関連:イーサリアムの保有高が4,300ドルを突破し130億ドルに上昇
レバレッジと集中リスク
アナリストたちは、今日の「暗号資産トレジャリー」戦略と、企業による金の採用の以前の波との間に類似点を見出しているものの、レバレッジを効かせたバランスシートの拡大は依然として大きなリスクであると警告しています。暗号資産を蓄積するために多額の借入を行っている企業は、再び弱気相場が到来した場合、あるいは到来した際に、財務状況の悪化に直面する可能性があります。
アミナ銀行の最高財務責任者(CFO)マイク・フォイ氏は、コインテレグラフに対し、暗号資産トレジャリー戦略が長期的に持続可能かどうかを判断するにはまだ時期尚早だと述べました。
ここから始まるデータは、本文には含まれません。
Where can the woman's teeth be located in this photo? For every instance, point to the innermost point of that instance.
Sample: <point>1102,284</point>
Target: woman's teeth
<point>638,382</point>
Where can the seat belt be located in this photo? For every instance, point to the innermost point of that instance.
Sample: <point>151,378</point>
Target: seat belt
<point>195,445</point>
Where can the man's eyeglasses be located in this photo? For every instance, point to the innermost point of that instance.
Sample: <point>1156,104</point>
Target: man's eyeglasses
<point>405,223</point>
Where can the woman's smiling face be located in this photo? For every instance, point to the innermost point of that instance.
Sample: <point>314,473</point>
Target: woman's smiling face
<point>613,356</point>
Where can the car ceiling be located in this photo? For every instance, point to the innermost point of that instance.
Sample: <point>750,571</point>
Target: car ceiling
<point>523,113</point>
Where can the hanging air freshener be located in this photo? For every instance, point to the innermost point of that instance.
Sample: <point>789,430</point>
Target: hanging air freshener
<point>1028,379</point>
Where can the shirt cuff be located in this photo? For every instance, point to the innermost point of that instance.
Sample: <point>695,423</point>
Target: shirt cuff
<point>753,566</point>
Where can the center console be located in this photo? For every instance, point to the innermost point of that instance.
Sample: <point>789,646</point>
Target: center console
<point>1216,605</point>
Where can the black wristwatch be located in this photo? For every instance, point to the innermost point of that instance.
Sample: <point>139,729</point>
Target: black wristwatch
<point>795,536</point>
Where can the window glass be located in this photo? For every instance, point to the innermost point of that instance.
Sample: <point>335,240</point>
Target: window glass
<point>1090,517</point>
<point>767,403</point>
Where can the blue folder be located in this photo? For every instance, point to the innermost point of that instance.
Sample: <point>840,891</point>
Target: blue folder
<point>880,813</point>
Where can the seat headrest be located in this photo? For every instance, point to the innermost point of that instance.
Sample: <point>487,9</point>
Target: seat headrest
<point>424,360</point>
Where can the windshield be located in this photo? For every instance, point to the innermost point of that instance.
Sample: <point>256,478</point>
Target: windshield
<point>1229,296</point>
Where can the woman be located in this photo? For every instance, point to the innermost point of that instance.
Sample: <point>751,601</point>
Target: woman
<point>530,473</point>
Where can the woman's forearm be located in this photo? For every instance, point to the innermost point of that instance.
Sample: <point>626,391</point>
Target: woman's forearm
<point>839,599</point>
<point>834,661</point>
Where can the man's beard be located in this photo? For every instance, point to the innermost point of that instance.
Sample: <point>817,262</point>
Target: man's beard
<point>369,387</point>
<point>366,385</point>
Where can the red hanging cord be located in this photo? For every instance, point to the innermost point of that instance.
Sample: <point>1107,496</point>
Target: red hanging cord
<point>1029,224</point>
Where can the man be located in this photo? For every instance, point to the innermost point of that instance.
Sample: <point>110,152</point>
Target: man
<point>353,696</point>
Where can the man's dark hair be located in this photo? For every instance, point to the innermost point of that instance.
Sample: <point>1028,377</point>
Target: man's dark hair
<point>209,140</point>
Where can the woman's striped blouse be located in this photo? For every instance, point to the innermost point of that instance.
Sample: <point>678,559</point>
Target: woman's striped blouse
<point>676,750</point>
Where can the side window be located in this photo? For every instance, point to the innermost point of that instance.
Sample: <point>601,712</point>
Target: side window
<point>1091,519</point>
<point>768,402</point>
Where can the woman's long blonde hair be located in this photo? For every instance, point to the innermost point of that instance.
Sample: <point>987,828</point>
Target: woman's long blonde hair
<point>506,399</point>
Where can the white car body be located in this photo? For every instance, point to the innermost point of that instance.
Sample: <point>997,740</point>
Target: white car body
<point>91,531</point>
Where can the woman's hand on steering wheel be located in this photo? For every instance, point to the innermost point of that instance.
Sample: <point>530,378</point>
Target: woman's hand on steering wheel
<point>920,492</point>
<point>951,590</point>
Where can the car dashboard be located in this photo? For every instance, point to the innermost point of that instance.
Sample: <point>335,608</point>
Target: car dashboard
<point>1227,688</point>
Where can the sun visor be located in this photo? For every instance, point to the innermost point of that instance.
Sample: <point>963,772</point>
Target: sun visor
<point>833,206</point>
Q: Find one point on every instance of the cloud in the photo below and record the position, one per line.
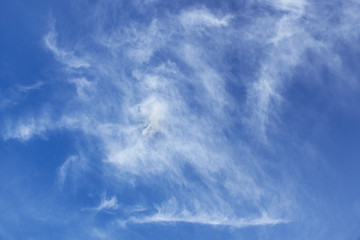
(107, 204)
(159, 100)
(203, 17)
(65, 168)
(65, 57)
(167, 118)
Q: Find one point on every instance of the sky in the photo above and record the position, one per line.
(203, 119)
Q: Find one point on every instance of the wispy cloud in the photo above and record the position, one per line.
(106, 204)
(159, 101)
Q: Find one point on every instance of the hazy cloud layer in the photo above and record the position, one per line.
(158, 95)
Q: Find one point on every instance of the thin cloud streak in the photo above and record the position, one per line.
(157, 100)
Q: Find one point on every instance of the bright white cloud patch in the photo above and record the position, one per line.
(163, 104)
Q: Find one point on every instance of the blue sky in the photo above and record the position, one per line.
(180, 119)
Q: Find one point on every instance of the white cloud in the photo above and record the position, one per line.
(203, 17)
(65, 168)
(107, 204)
(63, 56)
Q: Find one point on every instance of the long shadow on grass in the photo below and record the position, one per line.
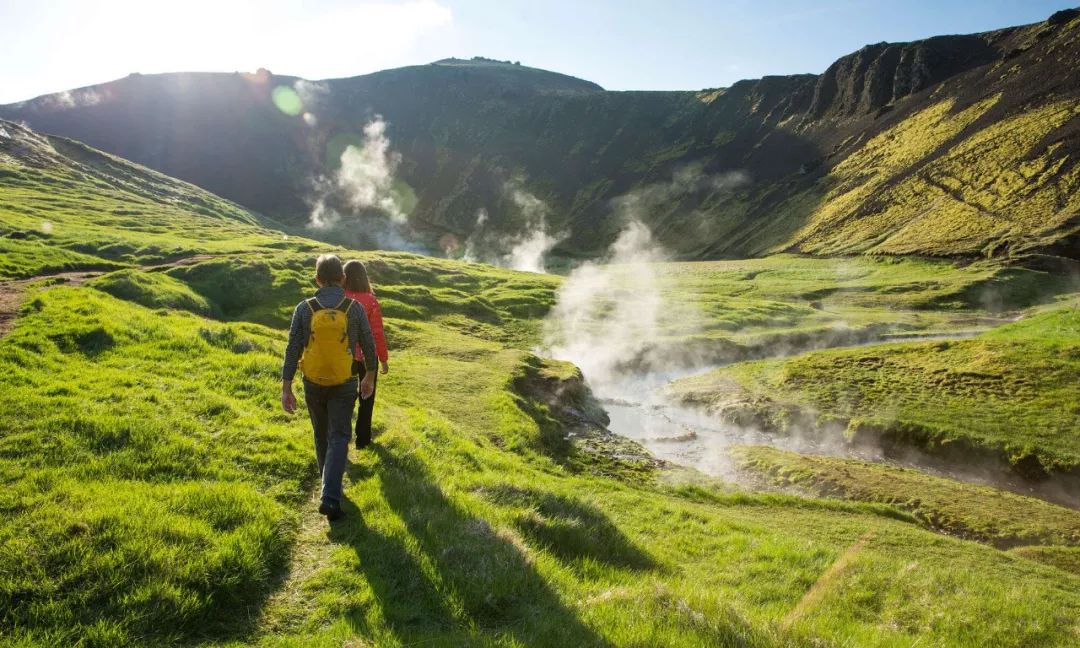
(498, 586)
(409, 602)
(569, 528)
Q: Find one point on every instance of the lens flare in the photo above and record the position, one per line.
(286, 100)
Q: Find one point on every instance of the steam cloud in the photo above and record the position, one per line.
(72, 98)
(526, 251)
(364, 181)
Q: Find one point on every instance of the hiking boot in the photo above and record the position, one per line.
(332, 511)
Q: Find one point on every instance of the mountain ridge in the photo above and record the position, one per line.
(470, 133)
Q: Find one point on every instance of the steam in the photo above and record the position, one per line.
(72, 98)
(364, 181)
(311, 93)
(686, 180)
(527, 250)
(607, 318)
(617, 321)
(611, 316)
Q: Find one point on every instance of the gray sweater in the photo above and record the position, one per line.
(299, 333)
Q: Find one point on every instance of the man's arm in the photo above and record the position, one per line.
(298, 333)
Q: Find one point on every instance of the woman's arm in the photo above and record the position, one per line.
(375, 318)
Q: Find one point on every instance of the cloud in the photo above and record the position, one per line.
(308, 39)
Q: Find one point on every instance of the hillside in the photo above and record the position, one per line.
(958, 146)
(154, 494)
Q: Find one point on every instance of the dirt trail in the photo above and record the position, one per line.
(12, 292)
(285, 609)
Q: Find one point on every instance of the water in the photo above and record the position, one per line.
(684, 435)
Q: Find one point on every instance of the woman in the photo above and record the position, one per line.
(359, 287)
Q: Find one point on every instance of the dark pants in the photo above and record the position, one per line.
(331, 410)
(366, 407)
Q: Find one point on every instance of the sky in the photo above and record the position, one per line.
(622, 44)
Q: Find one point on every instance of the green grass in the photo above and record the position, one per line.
(728, 311)
(154, 494)
(964, 510)
(1010, 391)
(464, 526)
(80, 208)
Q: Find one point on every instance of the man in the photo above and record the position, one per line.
(324, 332)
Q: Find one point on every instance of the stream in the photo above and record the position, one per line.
(691, 437)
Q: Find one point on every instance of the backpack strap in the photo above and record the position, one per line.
(345, 306)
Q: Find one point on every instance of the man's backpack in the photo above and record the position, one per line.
(327, 359)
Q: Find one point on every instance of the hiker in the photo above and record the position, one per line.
(325, 329)
(358, 287)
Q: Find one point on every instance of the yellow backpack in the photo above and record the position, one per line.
(327, 359)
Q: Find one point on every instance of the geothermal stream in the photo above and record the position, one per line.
(684, 435)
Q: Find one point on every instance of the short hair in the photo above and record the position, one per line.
(328, 269)
(355, 278)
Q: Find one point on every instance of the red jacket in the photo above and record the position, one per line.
(375, 320)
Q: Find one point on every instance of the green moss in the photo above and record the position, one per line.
(979, 512)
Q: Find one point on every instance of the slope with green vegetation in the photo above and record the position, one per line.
(718, 312)
(979, 512)
(1010, 392)
(67, 206)
(154, 493)
(957, 146)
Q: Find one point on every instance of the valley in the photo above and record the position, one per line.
(790, 363)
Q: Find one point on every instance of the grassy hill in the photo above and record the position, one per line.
(1010, 392)
(953, 146)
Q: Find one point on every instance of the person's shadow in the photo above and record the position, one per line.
(483, 586)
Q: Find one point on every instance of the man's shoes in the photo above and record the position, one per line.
(331, 510)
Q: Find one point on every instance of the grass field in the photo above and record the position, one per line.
(964, 510)
(717, 312)
(1010, 391)
(154, 494)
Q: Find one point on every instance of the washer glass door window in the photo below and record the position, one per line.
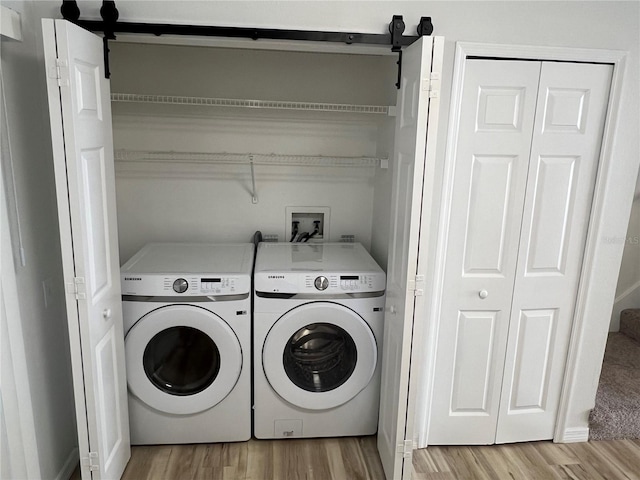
(182, 359)
(319, 355)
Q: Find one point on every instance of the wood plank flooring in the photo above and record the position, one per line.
(355, 458)
(602, 460)
(310, 459)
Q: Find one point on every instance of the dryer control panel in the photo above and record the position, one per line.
(185, 285)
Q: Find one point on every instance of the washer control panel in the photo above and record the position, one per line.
(320, 283)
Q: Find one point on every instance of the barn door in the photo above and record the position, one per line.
(415, 110)
(80, 111)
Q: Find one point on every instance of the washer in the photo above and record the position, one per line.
(187, 322)
(318, 326)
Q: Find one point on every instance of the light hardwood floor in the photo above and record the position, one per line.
(354, 458)
(604, 460)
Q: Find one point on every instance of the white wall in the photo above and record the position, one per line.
(628, 289)
(33, 225)
(195, 202)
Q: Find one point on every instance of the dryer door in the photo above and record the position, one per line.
(182, 359)
(319, 355)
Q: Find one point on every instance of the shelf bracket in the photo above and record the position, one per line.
(254, 197)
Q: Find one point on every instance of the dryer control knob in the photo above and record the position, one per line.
(321, 283)
(180, 285)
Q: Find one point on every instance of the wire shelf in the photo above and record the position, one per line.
(258, 104)
(246, 159)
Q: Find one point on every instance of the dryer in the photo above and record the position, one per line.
(318, 326)
(187, 321)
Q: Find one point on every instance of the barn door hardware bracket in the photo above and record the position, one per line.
(110, 26)
(396, 29)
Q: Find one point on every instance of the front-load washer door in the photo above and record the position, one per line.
(319, 355)
(182, 359)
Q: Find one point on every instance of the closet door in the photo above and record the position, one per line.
(492, 158)
(80, 112)
(515, 247)
(570, 116)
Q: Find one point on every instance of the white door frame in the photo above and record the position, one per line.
(598, 279)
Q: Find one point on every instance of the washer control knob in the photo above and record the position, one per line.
(321, 283)
(180, 285)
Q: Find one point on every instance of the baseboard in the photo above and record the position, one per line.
(574, 435)
(630, 298)
(73, 460)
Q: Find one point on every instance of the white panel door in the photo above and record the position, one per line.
(80, 111)
(412, 124)
(565, 151)
(492, 159)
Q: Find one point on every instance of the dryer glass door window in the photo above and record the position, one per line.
(320, 357)
(181, 360)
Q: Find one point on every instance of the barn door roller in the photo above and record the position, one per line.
(110, 26)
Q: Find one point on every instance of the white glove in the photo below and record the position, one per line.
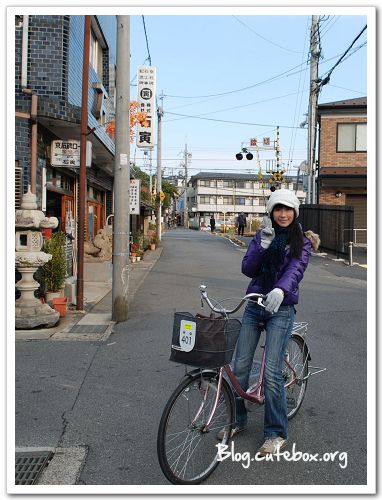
(267, 233)
(273, 300)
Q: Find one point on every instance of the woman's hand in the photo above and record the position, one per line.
(274, 300)
(267, 233)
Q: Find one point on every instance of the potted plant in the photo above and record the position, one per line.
(54, 272)
(153, 241)
(134, 249)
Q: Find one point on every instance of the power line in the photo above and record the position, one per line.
(230, 121)
(326, 79)
(266, 39)
(241, 89)
(246, 105)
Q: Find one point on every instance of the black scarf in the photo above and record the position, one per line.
(273, 259)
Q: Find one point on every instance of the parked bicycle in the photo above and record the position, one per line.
(204, 402)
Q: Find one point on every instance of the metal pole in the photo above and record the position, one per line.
(121, 227)
(82, 179)
(314, 56)
(159, 172)
(185, 217)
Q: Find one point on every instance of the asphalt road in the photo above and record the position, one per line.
(109, 396)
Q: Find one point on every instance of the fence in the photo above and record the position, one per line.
(333, 223)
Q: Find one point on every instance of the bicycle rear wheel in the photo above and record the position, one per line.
(295, 373)
(187, 452)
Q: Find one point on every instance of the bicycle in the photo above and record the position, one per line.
(204, 403)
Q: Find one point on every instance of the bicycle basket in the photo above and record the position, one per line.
(203, 341)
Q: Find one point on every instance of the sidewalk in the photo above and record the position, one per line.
(95, 323)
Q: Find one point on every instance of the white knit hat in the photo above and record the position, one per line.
(283, 197)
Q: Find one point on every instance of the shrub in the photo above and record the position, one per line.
(54, 272)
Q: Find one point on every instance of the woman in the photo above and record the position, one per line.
(276, 260)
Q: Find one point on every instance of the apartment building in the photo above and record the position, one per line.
(342, 153)
(226, 195)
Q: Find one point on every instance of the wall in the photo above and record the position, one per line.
(328, 141)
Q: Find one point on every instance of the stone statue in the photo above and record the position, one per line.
(101, 248)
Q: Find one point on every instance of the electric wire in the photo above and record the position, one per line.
(327, 75)
(266, 39)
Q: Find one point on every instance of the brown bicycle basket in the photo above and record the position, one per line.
(215, 340)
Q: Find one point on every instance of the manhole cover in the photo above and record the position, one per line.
(89, 329)
(29, 465)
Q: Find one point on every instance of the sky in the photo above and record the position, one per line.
(238, 76)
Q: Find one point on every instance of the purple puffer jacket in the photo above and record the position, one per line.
(289, 275)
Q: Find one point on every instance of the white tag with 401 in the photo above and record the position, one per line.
(187, 335)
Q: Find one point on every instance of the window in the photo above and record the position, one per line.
(95, 54)
(227, 200)
(227, 183)
(351, 137)
(205, 183)
(209, 200)
(240, 200)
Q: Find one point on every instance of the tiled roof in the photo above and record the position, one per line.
(359, 101)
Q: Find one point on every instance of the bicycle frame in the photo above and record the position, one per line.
(253, 395)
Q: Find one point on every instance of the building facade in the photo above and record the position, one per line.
(48, 95)
(226, 195)
(342, 155)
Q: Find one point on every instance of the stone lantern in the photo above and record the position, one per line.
(30, 312)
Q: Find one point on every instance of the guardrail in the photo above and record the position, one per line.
(354, 243)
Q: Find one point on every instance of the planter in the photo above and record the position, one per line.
(50, 296)
(60, 304)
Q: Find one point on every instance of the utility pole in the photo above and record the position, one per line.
(312, 115)
(185, 217)
(159, 172)
(121, 226)
(82, 176)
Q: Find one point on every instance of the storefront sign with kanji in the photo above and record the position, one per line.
(67, 153)
(146, 98)
(135, 196)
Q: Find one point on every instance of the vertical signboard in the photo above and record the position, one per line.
(134, 196)
(67, 153)
(146, 97)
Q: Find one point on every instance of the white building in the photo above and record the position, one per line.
(226, 195)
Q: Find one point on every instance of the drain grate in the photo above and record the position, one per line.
(30, 464)
(88, 329)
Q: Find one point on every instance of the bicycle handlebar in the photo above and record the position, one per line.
(257, 297)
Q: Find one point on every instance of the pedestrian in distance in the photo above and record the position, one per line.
(212, 224)
(276, 260)
(241, 223)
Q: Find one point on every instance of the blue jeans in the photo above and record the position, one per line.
(279, 327)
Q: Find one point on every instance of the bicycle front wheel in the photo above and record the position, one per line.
(295, 373)
(187, 450)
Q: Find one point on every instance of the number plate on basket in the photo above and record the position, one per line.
(187, 335)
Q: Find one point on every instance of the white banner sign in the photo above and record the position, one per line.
(146, 97)
(67, 153)
(135, 196)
当面は、企業がこのアプローチを投機的な利益のため、シグナル伝達のため、あるいはより広範な戦略計画の一環として追求しているのかを見極めることが重要だとフォイ氏は述べました。
「これらの購入のいずれかが奇妙、あるいは通常とは異なるように思われる場合、これは長期的な計画ではなく、むしろ短期的な株価操作である兆候である可能性がある」とフォイ氏は述べました。
コモド・プラットフォームの最高技術責任者であるカダン・シュターデルマン氏は、ETHトレジャリー企業とスポット上場投資信託(ETF)の類似点を指摘し、前者はETFにはないメリットを提供できると指摘しました。「スポットETFは法的にステーキングやDeFiを提供することはできません」とシュターデルマン氏は述べました。「イーサリアムトレジャリー企業はより高い利回りを提供します。」
それでも、シュターデルマン氏は、このモデルには大きなリスクが伴うと警告しました。「ETHトレジャリー企業には、過剰レバレッジなどのリスクがある」と同氏は述べました。弱気相場では、これが強制清算を引き起こし、イーサリアムの価格に連鎖的な影響を及ぼす可能性があります。
ETH価格の下落は、融資、転換社債、株式希薄化を通じて保有株を取得した企業の負債による資金調達戦略を損なう可能性があります。
セントラ・リサーチの創業者兼CEO、アンソニー・デマルティーノ氏によると、現在のデジタル資産財務戦略のうち、イーサリアムは最もリスクにさらされており、その総供給量の約3.4%がそうした組織によって保有されています。